# Drywall to stone transition



## IraF16 (Mar 16, 2006)

I have self taught myself to frame and drywall a 25 foot wall that I am fairly happy with. However, my drywall edge ends at an uneven decorative stone wall. I had anticipated caulking the edge, but now think otherwise due to the gaps approaching 1/2".

Does anyone have any good ideas on how to eliminate this uneven space with an attractive transition? My lack of experience has stymied me. I have some carpentry skills (moulding, framing, etc.) and have thought about scribing trim to the wall, but this seems like a questionable approach.

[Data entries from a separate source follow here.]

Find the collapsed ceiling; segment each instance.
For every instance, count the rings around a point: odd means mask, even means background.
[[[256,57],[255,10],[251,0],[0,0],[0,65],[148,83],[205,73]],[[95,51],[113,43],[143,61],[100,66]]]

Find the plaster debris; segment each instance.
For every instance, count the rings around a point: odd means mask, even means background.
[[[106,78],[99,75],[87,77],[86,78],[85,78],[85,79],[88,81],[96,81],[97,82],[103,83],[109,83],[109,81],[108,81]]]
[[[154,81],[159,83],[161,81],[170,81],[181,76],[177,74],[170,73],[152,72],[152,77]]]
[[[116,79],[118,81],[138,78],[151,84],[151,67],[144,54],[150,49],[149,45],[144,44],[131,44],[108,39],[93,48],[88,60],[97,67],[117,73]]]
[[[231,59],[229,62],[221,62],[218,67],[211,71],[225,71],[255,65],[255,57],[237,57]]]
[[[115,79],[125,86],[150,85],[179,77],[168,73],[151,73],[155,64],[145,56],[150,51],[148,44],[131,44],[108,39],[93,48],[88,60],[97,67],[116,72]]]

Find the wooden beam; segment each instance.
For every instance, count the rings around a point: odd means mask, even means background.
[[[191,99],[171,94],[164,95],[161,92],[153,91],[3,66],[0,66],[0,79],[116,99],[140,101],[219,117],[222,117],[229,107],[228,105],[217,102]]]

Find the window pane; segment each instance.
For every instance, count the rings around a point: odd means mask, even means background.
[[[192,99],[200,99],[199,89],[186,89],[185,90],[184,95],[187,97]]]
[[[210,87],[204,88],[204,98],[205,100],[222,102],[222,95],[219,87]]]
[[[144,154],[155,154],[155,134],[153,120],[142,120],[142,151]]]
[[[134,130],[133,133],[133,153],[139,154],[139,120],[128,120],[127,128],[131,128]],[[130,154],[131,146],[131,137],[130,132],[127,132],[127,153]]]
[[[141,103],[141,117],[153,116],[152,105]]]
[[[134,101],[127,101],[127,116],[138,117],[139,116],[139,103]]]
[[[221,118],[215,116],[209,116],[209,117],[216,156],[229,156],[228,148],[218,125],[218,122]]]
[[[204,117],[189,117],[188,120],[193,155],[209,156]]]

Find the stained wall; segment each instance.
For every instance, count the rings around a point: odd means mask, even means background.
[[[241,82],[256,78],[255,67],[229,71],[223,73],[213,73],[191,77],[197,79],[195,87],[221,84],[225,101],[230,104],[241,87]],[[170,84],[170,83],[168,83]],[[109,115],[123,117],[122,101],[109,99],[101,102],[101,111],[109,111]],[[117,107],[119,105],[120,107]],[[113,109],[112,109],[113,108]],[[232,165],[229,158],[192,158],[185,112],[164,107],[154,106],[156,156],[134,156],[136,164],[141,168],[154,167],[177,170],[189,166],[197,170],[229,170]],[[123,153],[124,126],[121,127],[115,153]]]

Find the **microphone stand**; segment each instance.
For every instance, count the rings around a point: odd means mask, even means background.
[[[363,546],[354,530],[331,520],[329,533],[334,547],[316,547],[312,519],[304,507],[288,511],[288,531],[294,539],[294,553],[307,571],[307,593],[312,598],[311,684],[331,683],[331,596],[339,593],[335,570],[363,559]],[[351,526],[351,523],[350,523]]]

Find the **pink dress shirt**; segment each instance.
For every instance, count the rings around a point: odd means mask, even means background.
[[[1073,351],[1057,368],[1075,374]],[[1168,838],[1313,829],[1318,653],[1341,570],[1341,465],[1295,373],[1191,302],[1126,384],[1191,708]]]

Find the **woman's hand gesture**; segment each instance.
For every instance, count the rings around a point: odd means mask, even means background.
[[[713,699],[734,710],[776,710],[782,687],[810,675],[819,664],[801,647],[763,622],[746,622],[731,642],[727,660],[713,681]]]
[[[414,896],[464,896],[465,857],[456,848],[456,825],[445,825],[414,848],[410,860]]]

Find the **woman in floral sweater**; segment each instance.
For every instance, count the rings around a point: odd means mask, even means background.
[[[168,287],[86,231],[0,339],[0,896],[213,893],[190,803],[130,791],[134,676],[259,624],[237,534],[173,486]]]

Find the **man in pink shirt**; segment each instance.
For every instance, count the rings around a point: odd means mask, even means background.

Thanks in advance for your suggestions.


----------



## hav2bfaster (Mar 18, 2006)

I would cut the edge of the sheet rock at a 45 degree angle and pack the hole with a product called bond. You can buy it at home depot it comes in 20,45,90, and 120 min setting time depending on how fast you work. Its a powder and you mix it to a frosting like batter. Pack the hole heavily and feather it off about 8" past the sheet rock. this stuff is great you can wash it off the rocks when it dries but your butter off taping them off. when it dries its harder then the sheetrock. good luck


----------



## IraF16 (Mar 16, 2006)

Thanks hav. I now need to "back" the space due to it being a 2x4 deep. Any suggestions?

Again, Thanks in advance.


----------



## bob the builder (Jan 17, 2006)

Are you saying that you need to fill a space that is 1 1/2" deep by 1/2" thick...

Bob


----------



## IraF16 (Mar 16, 2006)

No. I need to fill a space that varies up to a 1/2" width that is 3 1/2" deep. (The depth of the framed wall that meets the stone wall perpindicular).


----------